Seminar:Ingo Schöning

Soil microbial necromass is suggested to play an essential role in the formation of SOC. However, despite the recognised importance of the contribution of microbial necromass to soil organic carbon (SOC) sequestration, it’s uptake into the soil has not yet been studied with natural microbial biomass originating directly from the respective site. To fill this knowledge gap, we incubated soil samples from A horizons of managed beech forests in the Schwäbische Alb and the Schorfheide-Chorin with 2% (v/v) ¹³C labelled CO₂ for 2 weeks.

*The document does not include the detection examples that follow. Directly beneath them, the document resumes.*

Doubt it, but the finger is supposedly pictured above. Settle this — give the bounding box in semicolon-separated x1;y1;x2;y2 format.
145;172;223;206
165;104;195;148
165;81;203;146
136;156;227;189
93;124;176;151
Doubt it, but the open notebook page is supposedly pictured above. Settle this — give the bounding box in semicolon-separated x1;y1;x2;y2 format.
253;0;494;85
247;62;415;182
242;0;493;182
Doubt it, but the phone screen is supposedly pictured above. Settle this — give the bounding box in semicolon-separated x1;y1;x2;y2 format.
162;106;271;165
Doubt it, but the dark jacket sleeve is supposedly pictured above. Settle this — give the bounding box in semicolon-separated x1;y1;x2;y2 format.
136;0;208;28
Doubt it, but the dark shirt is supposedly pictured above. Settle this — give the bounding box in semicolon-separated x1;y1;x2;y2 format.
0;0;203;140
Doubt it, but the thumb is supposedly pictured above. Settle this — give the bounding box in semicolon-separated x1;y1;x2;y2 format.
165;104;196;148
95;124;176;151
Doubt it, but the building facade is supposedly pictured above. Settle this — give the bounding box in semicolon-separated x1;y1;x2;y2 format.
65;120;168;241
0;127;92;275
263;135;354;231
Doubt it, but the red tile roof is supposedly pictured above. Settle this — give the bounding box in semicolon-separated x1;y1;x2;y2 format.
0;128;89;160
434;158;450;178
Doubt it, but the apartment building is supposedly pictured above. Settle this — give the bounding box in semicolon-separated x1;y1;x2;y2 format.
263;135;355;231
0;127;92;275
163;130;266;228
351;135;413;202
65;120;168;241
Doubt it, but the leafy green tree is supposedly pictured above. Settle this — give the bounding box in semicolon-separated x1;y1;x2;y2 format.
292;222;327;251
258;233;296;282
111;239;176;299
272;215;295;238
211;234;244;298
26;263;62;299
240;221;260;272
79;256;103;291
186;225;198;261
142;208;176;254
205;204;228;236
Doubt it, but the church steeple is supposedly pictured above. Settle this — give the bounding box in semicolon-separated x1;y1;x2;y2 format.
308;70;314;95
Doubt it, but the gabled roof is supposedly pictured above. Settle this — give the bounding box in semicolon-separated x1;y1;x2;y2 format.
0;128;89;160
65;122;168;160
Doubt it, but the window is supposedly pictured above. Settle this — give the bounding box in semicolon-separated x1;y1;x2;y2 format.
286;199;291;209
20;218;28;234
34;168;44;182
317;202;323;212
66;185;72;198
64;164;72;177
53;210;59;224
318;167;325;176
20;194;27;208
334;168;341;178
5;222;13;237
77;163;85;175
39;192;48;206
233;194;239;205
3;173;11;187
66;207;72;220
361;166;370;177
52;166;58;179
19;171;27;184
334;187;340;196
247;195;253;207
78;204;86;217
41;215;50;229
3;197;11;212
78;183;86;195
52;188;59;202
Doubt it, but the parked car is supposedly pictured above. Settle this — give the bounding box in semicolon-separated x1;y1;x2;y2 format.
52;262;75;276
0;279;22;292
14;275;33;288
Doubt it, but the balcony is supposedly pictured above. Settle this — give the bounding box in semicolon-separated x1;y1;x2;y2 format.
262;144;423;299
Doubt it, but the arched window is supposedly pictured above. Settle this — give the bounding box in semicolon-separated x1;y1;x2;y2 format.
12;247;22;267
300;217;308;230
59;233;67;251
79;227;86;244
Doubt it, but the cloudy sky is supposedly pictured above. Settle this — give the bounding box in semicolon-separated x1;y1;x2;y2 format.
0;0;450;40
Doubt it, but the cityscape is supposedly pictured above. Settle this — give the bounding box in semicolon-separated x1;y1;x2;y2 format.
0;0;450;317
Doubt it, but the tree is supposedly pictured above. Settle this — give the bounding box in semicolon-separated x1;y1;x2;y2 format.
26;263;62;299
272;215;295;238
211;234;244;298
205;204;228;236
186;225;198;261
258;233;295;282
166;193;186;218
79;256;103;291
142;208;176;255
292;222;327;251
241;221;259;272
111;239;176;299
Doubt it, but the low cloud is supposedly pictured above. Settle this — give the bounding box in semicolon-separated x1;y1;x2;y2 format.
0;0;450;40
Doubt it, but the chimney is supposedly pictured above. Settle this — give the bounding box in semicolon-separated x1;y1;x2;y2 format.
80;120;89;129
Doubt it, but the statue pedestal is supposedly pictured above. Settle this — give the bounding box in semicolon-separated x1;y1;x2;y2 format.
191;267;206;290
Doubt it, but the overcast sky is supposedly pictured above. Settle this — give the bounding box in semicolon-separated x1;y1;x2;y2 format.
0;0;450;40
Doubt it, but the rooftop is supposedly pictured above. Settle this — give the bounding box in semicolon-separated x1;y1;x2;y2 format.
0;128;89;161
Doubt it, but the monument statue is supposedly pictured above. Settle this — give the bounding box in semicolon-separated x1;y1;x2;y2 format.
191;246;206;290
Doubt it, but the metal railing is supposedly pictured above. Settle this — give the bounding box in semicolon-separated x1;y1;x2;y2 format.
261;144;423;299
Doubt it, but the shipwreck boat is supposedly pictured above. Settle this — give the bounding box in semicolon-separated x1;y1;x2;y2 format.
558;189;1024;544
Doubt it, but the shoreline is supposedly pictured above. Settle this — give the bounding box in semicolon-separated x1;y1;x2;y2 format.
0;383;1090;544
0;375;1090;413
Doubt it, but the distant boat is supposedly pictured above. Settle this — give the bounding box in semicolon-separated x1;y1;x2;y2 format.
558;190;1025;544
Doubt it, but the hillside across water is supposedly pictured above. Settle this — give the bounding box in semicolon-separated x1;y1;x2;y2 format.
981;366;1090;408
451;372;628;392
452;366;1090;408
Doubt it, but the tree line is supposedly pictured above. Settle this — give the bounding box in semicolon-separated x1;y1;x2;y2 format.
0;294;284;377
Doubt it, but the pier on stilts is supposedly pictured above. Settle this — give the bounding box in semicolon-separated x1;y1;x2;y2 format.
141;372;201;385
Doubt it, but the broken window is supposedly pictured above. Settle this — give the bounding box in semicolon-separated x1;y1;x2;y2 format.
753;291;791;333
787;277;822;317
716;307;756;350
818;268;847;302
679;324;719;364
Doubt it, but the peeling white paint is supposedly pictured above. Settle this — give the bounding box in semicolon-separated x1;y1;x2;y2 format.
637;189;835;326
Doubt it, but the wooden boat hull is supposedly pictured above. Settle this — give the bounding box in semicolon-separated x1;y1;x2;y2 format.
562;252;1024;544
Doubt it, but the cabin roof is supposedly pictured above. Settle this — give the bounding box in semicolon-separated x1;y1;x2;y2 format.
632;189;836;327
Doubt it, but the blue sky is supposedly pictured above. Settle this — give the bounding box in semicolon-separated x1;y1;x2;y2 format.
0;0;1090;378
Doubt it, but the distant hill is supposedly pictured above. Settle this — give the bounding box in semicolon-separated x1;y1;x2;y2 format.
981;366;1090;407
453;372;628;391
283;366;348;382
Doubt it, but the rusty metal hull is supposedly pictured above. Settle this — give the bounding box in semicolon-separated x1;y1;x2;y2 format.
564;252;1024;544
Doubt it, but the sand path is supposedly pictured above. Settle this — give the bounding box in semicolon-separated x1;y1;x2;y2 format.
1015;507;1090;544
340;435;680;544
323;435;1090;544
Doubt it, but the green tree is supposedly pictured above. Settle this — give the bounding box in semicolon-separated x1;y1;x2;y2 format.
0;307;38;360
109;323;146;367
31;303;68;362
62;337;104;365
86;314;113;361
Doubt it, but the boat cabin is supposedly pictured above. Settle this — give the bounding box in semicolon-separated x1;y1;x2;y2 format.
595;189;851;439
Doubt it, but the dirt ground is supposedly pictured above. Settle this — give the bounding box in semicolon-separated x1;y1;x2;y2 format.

This led to an uptake of ¹³C-labelled CO₂ by CO₂-fixing microorganisms. The soil samples were then further incubated after the addition of CO2-free synthetic air for 2, 4 and 9 weeks. Finally, the soil organic matter was separated in a light and mineral-associated fraction by density fractionation using sodium polytungstate with a density of 1.6 g cm⁻³. ¹³C analysis was used to determine where the 13C-labelled microbial biomass of the CO2-fixing microorganisms has remained. First results show that after 4 weeks of incubation we found between 10 and 36 % of the labelled microbial biomass in the light fraction and between 64 and 90 % in the mineral associated soil organic matter fraction. We show that significant amounts of microbial biomass from CO₂ fixing microorganisms can be stored in both, the light and the mineral associated soil organic matter fraction. Our results suggest, that the stabilization of microbial biomass in soils depends on their properties. While more microbial biomass might be stored in light fractions in sandy soils, the opposite might be true for clay rich soils.